(602f) Multiscale Modeling and Analysis: Bridge the Gap between Material Design and Material Application in Surface Coating
AIChE Annual Meeting
2006
2006 Annual Meeting
Computational Molecular Science and Engineering Forum
Multiscale Modeling I
Thursday, November 16, 2006 - 4:55pm to 5:14pm
Coating quality improvement is always pursued by surface coating industries. Generally speaking, contributions to this theme can be classified into two research areas: coating material design and application process optimization. The two types of activities have not been effectively integrated. Usually, material scientists are interested in mesoscale and microscale material structures and focus on revealing structure-property relationship through a series of experimental tests in labs, which is costly and time consuming. Chemists do not possess deep knowledge in final coating quality through material application in real setting. On the other hand, process system engineers are interested in macroscale material application process and work for improved application with given coating materials. The lack of adequate knowledge in coating properties has made them difficult in addressing various material-related quality problems. The gap between these two types of research activities need be bridged.
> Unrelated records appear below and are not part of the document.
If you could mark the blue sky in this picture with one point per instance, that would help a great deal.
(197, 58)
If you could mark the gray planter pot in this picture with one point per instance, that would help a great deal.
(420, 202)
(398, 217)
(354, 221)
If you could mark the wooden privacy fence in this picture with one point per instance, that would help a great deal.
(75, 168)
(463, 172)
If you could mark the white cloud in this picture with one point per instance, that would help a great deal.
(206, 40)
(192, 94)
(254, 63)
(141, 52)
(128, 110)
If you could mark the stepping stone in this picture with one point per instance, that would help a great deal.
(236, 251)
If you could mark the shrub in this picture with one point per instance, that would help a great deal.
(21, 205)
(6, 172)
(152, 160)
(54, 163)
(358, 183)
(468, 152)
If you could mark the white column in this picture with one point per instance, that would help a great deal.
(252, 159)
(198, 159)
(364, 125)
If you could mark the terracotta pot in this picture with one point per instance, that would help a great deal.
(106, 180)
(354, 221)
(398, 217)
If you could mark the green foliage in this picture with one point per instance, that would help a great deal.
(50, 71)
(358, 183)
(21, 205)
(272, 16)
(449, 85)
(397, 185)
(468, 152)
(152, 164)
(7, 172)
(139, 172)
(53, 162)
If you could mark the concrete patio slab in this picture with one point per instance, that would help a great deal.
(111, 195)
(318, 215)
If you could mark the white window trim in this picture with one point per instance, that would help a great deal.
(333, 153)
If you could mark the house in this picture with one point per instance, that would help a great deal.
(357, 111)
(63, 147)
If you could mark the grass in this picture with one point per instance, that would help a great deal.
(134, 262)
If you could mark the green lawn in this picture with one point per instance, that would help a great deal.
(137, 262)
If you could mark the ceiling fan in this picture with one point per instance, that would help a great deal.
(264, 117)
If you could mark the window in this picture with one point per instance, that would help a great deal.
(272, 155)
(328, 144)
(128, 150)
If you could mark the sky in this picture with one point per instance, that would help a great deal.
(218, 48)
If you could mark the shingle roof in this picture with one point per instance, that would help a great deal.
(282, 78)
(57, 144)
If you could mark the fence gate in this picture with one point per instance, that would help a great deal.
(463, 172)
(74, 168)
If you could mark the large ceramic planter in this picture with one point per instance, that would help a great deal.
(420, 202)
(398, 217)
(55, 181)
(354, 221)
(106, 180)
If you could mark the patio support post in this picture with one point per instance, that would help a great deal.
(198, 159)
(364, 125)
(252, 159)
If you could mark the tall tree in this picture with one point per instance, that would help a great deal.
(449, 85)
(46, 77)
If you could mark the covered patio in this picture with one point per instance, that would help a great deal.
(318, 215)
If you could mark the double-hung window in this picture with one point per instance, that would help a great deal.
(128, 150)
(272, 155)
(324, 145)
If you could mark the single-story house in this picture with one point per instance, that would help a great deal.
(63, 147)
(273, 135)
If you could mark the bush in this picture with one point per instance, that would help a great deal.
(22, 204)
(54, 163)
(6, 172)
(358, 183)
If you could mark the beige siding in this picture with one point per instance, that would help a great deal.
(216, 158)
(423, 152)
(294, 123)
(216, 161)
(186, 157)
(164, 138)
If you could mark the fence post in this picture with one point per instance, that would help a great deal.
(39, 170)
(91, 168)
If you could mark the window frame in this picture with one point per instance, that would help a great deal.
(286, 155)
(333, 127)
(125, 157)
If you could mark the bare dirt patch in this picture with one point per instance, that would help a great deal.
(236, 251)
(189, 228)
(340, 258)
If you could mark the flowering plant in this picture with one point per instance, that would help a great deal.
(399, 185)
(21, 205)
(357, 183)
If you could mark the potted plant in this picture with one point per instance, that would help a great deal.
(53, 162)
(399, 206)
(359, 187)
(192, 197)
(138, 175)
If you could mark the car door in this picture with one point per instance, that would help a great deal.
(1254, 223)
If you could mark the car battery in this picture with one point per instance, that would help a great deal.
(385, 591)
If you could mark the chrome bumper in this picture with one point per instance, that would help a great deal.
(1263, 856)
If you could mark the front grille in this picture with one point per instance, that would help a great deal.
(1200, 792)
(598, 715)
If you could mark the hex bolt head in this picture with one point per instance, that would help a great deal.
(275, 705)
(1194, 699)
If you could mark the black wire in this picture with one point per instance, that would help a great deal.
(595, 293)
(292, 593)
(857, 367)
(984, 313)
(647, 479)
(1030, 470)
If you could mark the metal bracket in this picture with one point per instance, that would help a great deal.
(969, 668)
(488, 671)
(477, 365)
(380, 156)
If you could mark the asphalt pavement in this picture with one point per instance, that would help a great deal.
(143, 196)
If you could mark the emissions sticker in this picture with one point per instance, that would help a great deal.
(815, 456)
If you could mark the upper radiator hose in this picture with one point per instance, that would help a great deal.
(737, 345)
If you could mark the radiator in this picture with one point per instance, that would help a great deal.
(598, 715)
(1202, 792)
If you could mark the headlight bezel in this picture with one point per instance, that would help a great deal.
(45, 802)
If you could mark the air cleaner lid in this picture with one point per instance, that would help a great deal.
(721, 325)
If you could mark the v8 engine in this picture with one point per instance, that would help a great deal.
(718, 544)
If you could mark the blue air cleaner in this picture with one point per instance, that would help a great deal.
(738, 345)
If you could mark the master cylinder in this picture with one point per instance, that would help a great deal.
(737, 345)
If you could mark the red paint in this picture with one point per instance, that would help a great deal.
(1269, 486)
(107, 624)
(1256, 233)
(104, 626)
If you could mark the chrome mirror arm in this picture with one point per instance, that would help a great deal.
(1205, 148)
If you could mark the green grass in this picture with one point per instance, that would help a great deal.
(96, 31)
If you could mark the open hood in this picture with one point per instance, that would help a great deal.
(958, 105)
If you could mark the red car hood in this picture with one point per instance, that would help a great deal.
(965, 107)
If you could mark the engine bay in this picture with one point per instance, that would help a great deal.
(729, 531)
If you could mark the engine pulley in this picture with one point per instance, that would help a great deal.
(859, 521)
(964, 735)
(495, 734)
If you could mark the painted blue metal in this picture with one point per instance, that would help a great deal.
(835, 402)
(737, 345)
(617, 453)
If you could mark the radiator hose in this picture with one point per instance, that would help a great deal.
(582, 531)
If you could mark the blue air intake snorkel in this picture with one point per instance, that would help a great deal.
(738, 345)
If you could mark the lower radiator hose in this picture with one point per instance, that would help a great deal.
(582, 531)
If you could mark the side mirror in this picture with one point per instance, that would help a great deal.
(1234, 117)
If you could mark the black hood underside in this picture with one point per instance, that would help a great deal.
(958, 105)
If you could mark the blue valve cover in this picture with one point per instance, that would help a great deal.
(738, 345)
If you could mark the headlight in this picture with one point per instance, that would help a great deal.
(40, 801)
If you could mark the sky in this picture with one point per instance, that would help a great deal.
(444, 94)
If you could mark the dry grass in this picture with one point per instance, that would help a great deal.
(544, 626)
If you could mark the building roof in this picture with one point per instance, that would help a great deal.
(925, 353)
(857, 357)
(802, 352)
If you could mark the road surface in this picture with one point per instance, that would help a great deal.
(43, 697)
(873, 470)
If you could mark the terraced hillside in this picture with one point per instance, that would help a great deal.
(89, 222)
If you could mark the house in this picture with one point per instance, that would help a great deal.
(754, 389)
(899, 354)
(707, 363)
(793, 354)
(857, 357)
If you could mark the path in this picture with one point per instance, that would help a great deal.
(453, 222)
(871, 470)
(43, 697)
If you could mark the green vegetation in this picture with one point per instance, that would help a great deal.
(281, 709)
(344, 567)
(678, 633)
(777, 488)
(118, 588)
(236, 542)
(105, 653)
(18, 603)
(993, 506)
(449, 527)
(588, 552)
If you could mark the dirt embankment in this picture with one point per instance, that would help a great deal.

In this work, a general multiscale modeling and analysis framework is proposed to bridge the coating material design and application process optimization researches. The principal components in this framework can be presented in the following three successive steps: (1) to determine an appropriate finer scale whose material structure affects directly the specific coating quality, (2) to link this finer scale structure with the process that produces it, and (3) to establish a relationship between this finer-scale structure with the coating quality. Overall, multiscale modeling and simulation will generate finer scale structures and these structures determine the coating quality. A direct link between the material/process and final coating quality has been established through computer simulation in this way. As a result, further product/process analysis and optimization can be carried out.
Following proposed framework, two cases about automotive polymeric coating are investigated. The first case is macro-to-micro modeling on curing. Due to continued customer demand for better quality and more durable coating, interest in improving the physical/chemical damage resistance of automotive coating is intensified. The material used (e.g., acrylics, crosslinkers, and catalysts) and oven curing operation (curing temperature and time) will determine crosslinked network structures, which affects final coating scratch resistance property. In this work, CFD associated with molecular dynamic (MD) simulation will be used to reveal crosslinked structures. The CFD simulation will give macroscopic dynamic curing conditions, while the MD model will generate desired network structure. Scratch resistance properties can be derived from network structure through a statistic approach. The study provides paint designers with valuable recommendations in conducting more detailed study on paint formulation selection, which may effectively reduce their synthesis and testing effort to the selected best performers predicted by the simulation. The second case is macro-to-meso modeling for metallic coating. Meso-structures (flake size, size distribution, surface roughness, and orientation), which directly affect the final coating appearance (gloss, color and texture), are focuses in this case. In an effort to link the coating meso-structure to the processes that produce it, the first-principles-based macroscopic process model and rule-based Monte Carlo techniques are adopted. The paint spray and oven curing processes are intensively studied. For example, in oven curing modeling, the dynamics for the temperature, solvent content, paint viscosity, coating thickness and the resulting flake orientation changes are all taken into account. Consequently, the following objectives can be achieved: (1) predict the coating appearance with specified paint formulation and application processes, (2) identify required processing conditions, if the paint formulation and the desired coating appearance are given, and (3) carry out paint formulation optimization and optimal coating quality control (e.g., optimal flake size distribution, optimal flake orientation control, etc).